Having a glass of wine or a bottle of beer after your evening meal isn’t an issue right? Wrong! If you’re doing this every day, the likelihood is that you’re drinking too much. You should think about the number of units you’re consuming, and why you are drinking.
If you think your drinking has got out of your control and you cannot stop despite many attempts, you should seek help and potentially rehab treatment.
Ask Yourself the Following Questions to Evaluate your Drinking:
Do I Drink More than 14 Units Each Week?
Guidelines for the UK advise that we consume no more than 14 units of alcohol a week. This equates to about 6 medium glasses of wine or 6 pints – so one a day would be too much. Drinking any more than this puts you more at risk of a bunch of health issues and a drinking problem.
Have I Been Drinking More and More?
If you started off just having one drink a night, but it’s developed into having a couple, then you could be getting a tolerance to the alcohol. This means you’ll need more to feel the effects. Drinking more as the tolerance grows can lead to a physical dependency.
Am I Drinking Alcohol as a Coping Mechanism?
Lots of people drink to cover up emotions or anxious and depressive thoughts, thinking it helps them. However, after the initial ‘masking’, alcohol will only make you feel worse.

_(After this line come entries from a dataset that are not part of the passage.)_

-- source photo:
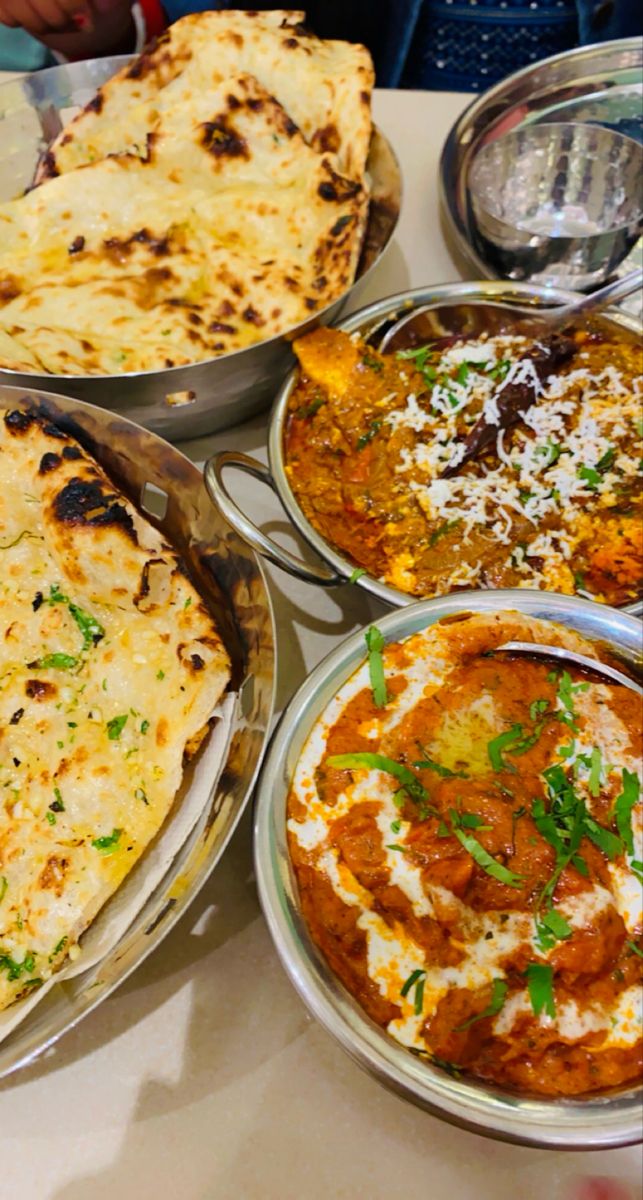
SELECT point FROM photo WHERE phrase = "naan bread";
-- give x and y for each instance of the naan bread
(110, 666)
(324, 85)
(230, 229)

If you are Drinking Every Night, Consider Taking Steps to cut Down:
Find a new Night-Time Routine.
Plan your evenings so that your mind stays off the thought of having a drink. Perhaps take a stroll around the area after dinner to help your food settle instead of that glass of wine.

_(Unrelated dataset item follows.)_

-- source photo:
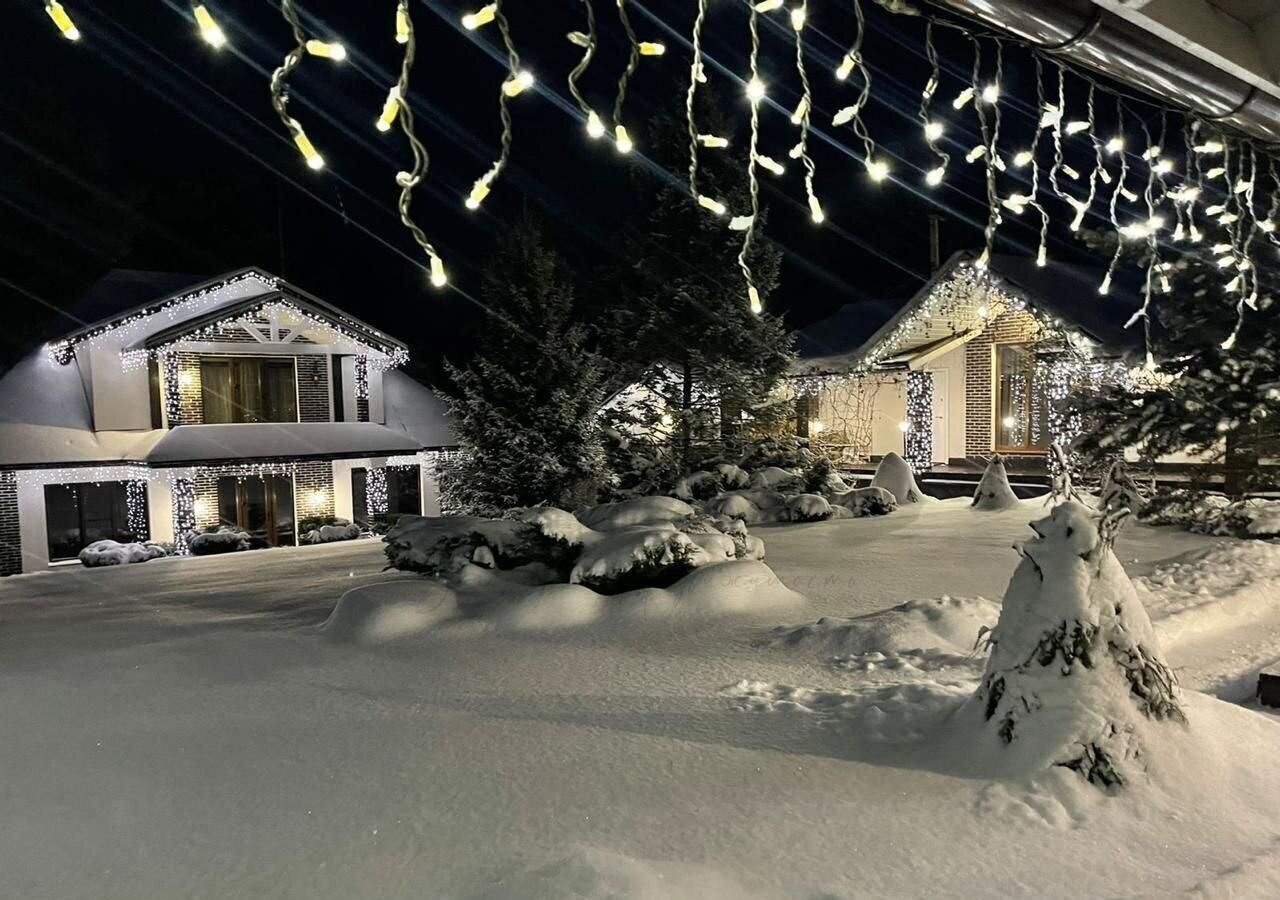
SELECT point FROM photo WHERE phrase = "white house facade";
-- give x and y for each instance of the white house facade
(240, 401)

Don’t keep Alcohol in the House.
If you drink each evening, it is likely you have a little store of alcohol. Keeping your home alcohol free will help you resist.
Focus on the Health Benefits of not Drinking.
Cutting alcohol out of your evening routine will provide so many different benefits. It will help you save money, improve your health and sleep, and help with weight loss efforts.
Tell people About your new Goal.
If you tell people about your plans to cut down on alcohol, you may feel more obliged to stick to it. Also, your friends and family can support you with your decision.
Think about Why you may have Been Drinking, and try to Resolve this.
Have you been drinking due to stresses at work? A difficult relationship? Or just out of boredom? Try to address the reason to make cutting back on alcohol easier.